After his first transports were over, I endeavoured to make him explain what was the nature of his complaint, and how it had hitherto been treated. I saw enough by his saffron hue, that bile was the occasion of his disorder; and, as I had had great experience in treating it during my stay in Persia, I did not hesitate to cheer up his hopes by an assurance of being able to relieve him.

‘What can I say?’ said he. ‘I thought at first that I had been struck with the plague. My head ached intensely, my eyes became dim, I had a pain in my side, and a nauseous taste in my mouth, and expected to die on the third day; but no, the symptoms still continue, and I am alive. As soon as I arrived here, I enquired for a physician, and was told there were two practitioners in the town, a Jew and a Frank. Of course I chose the latter; but ‘tis plain, that my evil star had a great deal to say in the choice I made. I have not yet been able to discover to what tribe among the Franks he belongs, — certainly he is not an Englishman. But a more extraordinary ass never existed in this world, be his nation what it may. I began by telling him that I was very, very ill. All he said in answer, with a grave face, was “Mashallah! Praise be to God!” and when, in surprise and rage, I cried out, “But I shall die, man!” with the same grave face, he said, “Inshallah! Please God!” My servants were about to thrust him from the room, when they found that he knew nothing of our language excepting these two words, which he had only learnt to misapply. Supposing that he still might know something of his profession, I agreed to take his medicine; but I might have saved myself the trouble, for I have been daily getting worse.’

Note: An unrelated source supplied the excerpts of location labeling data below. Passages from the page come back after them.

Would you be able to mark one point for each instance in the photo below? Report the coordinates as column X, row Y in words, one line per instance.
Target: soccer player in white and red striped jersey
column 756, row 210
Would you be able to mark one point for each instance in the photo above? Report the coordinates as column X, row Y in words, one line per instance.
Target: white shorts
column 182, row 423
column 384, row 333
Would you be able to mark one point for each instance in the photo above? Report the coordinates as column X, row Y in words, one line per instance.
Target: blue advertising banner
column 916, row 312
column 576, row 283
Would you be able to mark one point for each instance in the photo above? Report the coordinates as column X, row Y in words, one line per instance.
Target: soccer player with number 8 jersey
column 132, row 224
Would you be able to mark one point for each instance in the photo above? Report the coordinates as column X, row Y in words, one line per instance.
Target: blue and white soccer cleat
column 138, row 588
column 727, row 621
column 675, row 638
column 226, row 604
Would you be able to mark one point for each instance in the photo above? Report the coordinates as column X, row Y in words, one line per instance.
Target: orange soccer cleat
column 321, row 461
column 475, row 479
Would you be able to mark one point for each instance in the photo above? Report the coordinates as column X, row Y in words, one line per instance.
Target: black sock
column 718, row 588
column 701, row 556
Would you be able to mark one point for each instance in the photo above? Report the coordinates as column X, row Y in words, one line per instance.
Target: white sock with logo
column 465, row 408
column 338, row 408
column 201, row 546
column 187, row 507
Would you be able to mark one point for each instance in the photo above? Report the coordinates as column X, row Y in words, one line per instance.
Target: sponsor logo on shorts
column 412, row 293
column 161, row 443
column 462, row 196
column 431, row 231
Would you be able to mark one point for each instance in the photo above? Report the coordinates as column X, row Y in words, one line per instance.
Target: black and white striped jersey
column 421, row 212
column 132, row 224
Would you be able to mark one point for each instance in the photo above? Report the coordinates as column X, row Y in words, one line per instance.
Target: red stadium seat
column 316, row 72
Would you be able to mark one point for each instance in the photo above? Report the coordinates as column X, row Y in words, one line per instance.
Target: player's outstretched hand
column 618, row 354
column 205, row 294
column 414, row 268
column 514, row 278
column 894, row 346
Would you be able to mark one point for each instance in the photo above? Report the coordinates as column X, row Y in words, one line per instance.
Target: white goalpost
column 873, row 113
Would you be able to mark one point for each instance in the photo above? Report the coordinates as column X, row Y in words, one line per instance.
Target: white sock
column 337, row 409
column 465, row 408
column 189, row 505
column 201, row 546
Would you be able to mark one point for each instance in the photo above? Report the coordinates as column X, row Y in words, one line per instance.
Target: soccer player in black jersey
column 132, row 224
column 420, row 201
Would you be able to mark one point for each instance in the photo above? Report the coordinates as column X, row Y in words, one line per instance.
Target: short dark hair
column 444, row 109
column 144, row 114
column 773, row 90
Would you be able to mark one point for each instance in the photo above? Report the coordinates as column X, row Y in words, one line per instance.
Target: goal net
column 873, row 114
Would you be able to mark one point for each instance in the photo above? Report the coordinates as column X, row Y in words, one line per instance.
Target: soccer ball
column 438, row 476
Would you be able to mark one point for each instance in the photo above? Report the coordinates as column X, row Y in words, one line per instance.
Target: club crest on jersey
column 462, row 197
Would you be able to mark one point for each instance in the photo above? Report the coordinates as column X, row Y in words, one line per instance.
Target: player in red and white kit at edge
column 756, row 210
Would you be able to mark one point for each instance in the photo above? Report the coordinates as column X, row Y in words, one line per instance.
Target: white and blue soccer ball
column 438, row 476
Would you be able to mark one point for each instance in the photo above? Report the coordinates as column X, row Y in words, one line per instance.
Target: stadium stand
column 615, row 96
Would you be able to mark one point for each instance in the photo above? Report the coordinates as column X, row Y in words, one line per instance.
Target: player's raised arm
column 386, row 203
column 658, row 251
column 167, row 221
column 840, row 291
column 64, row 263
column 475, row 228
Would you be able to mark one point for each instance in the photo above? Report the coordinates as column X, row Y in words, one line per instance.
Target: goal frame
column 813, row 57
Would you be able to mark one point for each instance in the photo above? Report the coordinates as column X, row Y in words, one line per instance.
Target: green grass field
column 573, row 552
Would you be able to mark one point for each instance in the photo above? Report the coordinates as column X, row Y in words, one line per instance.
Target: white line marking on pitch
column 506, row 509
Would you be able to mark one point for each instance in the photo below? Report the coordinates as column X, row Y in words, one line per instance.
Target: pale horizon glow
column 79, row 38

Here the Mirza stopped to take breath. I did not permit him to exert himself further; but, without loss of time, returned the post-house, applied to my medicine-chest, and prepared a dose of calomel, which was administered that evening with due solemnity. I then retired to rest.

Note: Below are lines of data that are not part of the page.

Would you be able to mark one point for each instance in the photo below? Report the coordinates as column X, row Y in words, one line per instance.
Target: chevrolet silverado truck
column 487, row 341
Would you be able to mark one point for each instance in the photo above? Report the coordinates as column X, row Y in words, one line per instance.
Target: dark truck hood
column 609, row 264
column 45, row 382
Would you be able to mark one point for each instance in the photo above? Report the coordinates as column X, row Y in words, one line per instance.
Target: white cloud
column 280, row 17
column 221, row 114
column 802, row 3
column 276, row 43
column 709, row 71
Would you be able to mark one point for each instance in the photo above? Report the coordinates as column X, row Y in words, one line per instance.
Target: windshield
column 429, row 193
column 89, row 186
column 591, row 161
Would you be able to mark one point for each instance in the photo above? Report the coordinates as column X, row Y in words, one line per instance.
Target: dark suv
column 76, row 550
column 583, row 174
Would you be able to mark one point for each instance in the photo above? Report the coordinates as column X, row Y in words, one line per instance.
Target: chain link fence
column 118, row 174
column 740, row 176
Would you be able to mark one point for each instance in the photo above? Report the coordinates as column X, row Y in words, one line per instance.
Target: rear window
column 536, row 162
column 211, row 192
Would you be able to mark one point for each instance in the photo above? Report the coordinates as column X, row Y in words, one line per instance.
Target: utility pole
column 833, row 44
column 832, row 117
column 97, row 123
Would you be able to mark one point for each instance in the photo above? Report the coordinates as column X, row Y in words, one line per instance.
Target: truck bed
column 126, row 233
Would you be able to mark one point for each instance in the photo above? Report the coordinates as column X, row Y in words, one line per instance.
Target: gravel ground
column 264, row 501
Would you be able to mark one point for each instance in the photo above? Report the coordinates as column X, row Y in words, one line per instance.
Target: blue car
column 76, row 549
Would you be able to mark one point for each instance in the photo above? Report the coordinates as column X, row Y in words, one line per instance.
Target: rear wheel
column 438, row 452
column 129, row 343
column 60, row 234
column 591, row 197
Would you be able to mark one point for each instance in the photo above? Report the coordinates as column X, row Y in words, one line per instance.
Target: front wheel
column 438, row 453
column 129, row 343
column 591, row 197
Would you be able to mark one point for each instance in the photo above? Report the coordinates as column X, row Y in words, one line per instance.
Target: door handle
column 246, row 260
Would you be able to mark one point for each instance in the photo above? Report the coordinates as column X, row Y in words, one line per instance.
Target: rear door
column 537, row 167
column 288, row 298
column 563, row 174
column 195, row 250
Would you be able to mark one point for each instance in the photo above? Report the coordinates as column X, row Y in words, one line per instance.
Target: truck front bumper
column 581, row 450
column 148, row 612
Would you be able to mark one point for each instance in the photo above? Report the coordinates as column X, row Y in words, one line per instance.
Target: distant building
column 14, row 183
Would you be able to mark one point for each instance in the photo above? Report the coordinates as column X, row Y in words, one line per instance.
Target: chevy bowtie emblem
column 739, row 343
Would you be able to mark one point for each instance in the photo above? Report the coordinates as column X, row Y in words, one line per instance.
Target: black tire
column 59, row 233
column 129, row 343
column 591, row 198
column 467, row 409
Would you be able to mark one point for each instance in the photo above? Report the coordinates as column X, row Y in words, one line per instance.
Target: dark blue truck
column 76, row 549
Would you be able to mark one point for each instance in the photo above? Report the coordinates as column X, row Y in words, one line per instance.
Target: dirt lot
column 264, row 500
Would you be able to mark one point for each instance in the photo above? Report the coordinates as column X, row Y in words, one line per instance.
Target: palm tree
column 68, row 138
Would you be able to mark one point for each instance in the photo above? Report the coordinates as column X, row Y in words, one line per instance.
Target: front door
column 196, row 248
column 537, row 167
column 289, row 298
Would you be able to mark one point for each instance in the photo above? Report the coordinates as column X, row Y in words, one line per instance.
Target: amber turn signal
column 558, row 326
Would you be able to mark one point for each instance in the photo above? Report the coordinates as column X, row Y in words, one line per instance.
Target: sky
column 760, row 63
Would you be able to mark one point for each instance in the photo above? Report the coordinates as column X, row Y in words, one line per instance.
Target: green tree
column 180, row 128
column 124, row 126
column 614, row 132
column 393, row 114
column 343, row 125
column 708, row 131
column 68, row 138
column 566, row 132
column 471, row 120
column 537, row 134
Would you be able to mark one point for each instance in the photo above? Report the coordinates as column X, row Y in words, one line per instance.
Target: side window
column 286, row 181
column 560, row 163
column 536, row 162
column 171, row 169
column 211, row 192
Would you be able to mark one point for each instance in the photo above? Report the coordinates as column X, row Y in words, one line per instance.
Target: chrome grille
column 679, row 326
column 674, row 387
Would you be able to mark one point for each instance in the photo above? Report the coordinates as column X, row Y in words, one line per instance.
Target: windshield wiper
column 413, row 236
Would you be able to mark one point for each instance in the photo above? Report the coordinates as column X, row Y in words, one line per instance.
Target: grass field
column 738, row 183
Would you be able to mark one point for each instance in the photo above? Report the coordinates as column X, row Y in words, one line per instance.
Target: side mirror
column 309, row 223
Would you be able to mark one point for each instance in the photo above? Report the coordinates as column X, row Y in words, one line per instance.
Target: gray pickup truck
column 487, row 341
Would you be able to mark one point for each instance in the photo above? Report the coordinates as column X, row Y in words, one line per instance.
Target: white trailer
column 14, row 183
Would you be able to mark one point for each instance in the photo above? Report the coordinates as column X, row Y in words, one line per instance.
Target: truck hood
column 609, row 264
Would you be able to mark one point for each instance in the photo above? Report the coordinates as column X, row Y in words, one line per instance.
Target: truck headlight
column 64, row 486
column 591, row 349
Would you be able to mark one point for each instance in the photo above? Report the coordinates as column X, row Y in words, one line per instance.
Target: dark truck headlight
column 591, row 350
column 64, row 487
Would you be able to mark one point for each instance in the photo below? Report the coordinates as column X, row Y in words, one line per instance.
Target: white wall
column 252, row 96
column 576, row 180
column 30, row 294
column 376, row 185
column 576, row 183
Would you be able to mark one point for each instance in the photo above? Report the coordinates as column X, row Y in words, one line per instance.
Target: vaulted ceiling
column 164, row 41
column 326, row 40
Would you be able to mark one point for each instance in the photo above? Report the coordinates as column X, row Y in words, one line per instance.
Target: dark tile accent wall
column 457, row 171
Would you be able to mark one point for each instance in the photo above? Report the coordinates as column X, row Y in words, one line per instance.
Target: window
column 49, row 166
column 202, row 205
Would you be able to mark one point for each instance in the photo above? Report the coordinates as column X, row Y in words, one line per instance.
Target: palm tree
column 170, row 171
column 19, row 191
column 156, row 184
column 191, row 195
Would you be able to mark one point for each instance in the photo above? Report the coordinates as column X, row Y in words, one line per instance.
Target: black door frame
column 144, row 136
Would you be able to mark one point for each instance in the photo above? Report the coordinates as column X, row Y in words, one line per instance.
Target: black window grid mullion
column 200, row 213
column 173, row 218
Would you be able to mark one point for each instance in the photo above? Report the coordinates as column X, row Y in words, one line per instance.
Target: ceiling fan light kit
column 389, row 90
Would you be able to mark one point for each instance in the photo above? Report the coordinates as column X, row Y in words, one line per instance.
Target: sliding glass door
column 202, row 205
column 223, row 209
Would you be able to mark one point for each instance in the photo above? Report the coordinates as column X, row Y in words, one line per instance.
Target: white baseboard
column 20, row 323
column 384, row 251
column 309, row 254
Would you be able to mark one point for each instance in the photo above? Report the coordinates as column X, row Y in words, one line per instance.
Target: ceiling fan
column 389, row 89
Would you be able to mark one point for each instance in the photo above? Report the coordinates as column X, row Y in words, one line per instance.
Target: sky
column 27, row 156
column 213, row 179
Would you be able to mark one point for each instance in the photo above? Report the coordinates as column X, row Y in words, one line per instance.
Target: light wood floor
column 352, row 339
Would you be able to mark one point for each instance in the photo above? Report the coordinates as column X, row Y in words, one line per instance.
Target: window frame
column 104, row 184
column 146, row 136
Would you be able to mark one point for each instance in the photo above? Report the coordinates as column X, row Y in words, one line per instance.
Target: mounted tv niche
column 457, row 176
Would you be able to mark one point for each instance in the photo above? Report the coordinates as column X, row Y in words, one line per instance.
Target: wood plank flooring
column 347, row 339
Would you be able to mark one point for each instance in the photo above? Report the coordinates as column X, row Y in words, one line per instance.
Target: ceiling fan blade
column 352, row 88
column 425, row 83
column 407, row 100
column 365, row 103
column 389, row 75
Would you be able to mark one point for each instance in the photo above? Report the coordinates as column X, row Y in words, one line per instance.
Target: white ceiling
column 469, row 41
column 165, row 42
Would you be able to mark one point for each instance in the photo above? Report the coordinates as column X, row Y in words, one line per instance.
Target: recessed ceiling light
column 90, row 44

The next morning I repaired to his bedside, and there, to my great satisfaction, found that my medicine had performed wonders. The patient’s eyes were opened, the headache had in great measure ceased, and he was, in short, a different person. I was received by him and his servants with all the honours due to the greatest sage, and they could not collect words sufficiently expressive of their admiration of my profound skill. As they were pouring forth their thanks and gratitude, looking up I saw a strange figure in the room, whose person I must take the liberty to describe, so highly ludicrous and extravagant did it appear. He was of the middle size, rather inclined to be corpulent, with thick black eyebrows, dark eyes, a three days’ beard, and mustachios. He wore the Turkish bag dress, from his shoulders downwards, yellow pabouches, shawl to his waist, and carried a long cane in his hand; but from his shoulders up he was an European, a neckcloth, his hair dressed in the aile de pigeon fashion, a thick tail clubbed, and over all an old-fashioned, three-cornered laced hat. This redoubtable personage made me a bow, and at the same time accosted me in Italian. I was not long in discovering that he was my rival the doctor, and that he was precisely what, from the description of the Mirza, I expected him to be, viz. an itinerant quack, who, perhaps, might once have mixed medicines in some apothecary’s shop in Italy or Constantinople, and who had now set up for himself in this remote corner of Asia where he might physic and kill at his pleasure.